KPAI mengapresiasi Kemdikbud RI yang sudah merevisi standar isi menjadi Kurikulum khusus dalam situasi darurat dan pada tahun 2021 ini juga melakukan revisi terhadap standar penilaian melalui Surat edaran (SE) Mendikbud No 1 Tahun 2021 tentang Peniadaan Ujian Nasional dan Ujian Kesetaraan serta pelaksanaan Ujian Sekolah dalam Masa Darurat Penyebaran Corona Virus Disease (COVID-19) yang ditandatangani Mendikbud Nadiem pada tanggal 1 Februari 2021.
“Surat edaran ini seharusnya menjadi rambu-rambu penilaian di masa pandemic bagi kelulusan maupun kenaikan kelas peserta didik pada seluruh sekolah di Indonesia,” sebutnya.
Selain itu, KPAI mendorong Kemdikbud dan Dinas Pendidikan melakukan pemetaan dan membuat program pembagian alat daring untuk PJJ, sehingga anak-anak yang tidak memiliki alat daring bisa dipinjamkan melalui sekolah dan diberikan bantuan kuota internet.

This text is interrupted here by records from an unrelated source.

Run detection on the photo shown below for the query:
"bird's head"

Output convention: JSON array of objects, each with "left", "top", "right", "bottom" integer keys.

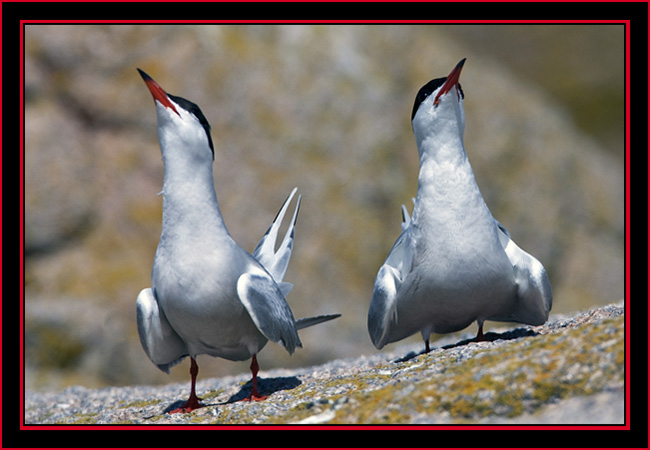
[
  {"left": 138, "top": 69, "right": 214, "bottom": 160},
  {"left": 411, "top": 58, "right": 465, "bottom": 149}
]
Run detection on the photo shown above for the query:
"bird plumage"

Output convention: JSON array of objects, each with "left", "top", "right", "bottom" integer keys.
[
  {"left": 136, "top": 69, "right": 338, "bottom": 409},
  {"left": 368, "top": 60, "right": 552, "bottom": 349}
]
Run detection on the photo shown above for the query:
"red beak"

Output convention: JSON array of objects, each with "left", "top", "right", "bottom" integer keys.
[
  {"left": 433, "top": 58, "right": 467, "bottom": 105},
  {"left": 138, "top": 69, "right": 180, "bottom": 116}
]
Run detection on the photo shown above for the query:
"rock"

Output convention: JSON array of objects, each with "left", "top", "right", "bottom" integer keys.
[
  {"left": 25, "top": 301, "right": 625, "bottom": 424},
  {"left": 24, "top": 24, "right": 625, "bottom": 389}
]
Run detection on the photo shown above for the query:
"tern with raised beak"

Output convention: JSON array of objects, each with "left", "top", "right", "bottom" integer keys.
[
  {"left": 137, "top": 69, "right": 339, "bottom": 413},
  {"left": 368, "top": 59, "right": 552, "bottom": 352}
]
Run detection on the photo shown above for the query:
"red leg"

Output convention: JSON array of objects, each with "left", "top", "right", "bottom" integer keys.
[
  {"left": 244, "top": 355, "right": 268, "bottom": 402},
  {"left": 474, "top": 323, "right": 485, "bottom": 342},
  {"left": 169, "top": 356, "right": 203, "bottom": 414}
]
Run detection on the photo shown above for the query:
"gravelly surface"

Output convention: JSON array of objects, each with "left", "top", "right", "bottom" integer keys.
[{"left": 25, "top": 301, "right": 625, "bottom": 424}]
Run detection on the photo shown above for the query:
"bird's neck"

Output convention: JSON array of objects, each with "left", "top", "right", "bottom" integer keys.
[
  {"left": 414, "top": 135, "right": 487, "bottom": 223},
  {"left": 162, "top": 157, "right": 228, "bottom": 237}
]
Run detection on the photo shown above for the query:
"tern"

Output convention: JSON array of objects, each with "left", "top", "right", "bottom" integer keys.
[
  {"left": 136, "top": 69, "right": 340, "bottom": 413},
  {"left": 368, "top": 59, "right": 552, "bottom": 353}
]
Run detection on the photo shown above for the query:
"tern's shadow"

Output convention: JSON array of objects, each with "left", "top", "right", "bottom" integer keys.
[
  {"left": 393, "top": 328, "right": 539, "bottom": 363},
  {"left": 163, "top": 377, "right": 302, "bottom": 414},
  {"left": 222, "top": 377, "right": 302, "bottom": 404}
]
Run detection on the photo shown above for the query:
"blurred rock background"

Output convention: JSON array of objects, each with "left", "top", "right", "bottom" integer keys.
[{"left": 24, "top": 25, "right": 625, "bottom": 389}]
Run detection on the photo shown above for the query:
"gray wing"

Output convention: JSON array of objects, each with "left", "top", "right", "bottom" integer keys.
[
  {"left": 136, "top": 288, "right": 189, "bottom": 373},
  {"left": 496, "top": 221, "right": 553, "bottom": 325},
  {"left": 237, "top": 273, "right": 302, "bottom": 354},
  {"left": 368, "top": 227, "right": 413, "bottom": 349},
  {"left": 253, "top": 188, "right": 301, "bottom": 295},
  {"left": 296, "top": 314, "right": 341, "bottom": 330}
]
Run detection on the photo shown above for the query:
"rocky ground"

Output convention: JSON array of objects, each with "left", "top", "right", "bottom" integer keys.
[
  {"left": 25, "top": 301, "right": 625, "bottom": 425},
  {"left": 24, "top": 24, "right": 626, "bottom": 388}
]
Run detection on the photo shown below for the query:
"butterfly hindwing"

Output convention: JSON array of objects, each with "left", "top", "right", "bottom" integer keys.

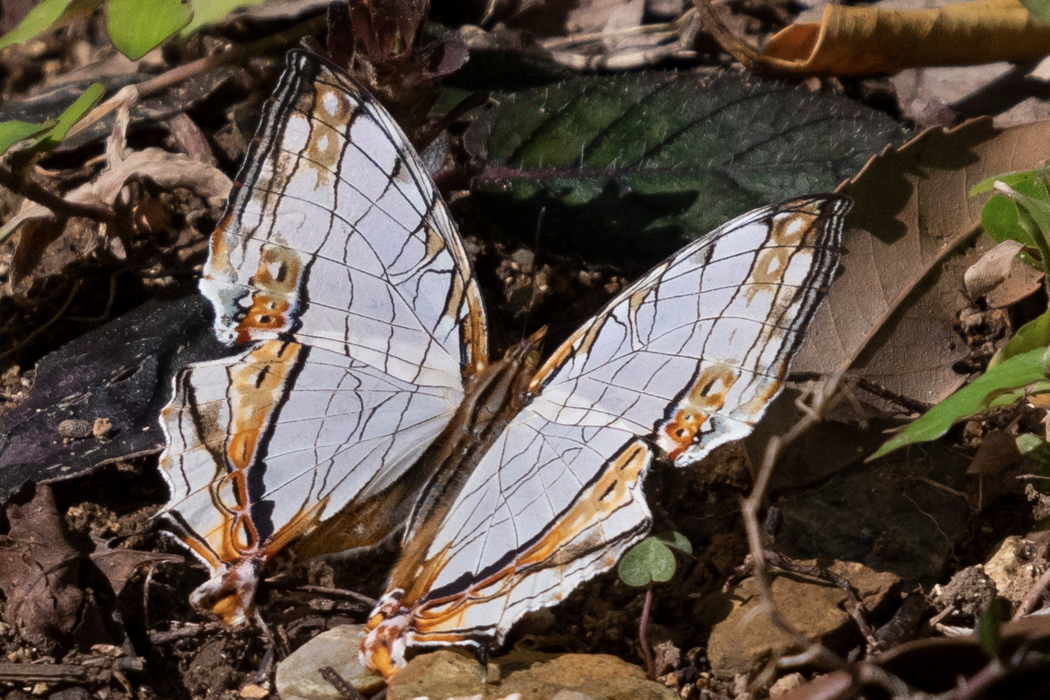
[
  {"left": 162, "top": 51, "right": 487, "bottom": 622},
  {"left": 362, "top": 195, "right": 849, "bottom": 673}
]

“Bagi daerah yang blank spot diberikan bantuan penguat sinyal sehingga PJJ dapat berlangsung, anak-anak tetap memiliki keteraturan dalam pembelajaran,” sambungnya.
Retno berharap, Dinas-dinas Pendidikan di daerah memetakan bersama sekolah terkait anak-anak yang berpotensi putus sekolah karena tidak memiliki biaya pendidikan, mereka harus dibantu, baik yang di sekolah negeri maupun sekolah swasta agar hak atas pendidikan tetap dapat dipenuhi oleh pemerintah/Negara dalam keadaan apapun sebagaimana amanat pasal 31 Konstitusi RI.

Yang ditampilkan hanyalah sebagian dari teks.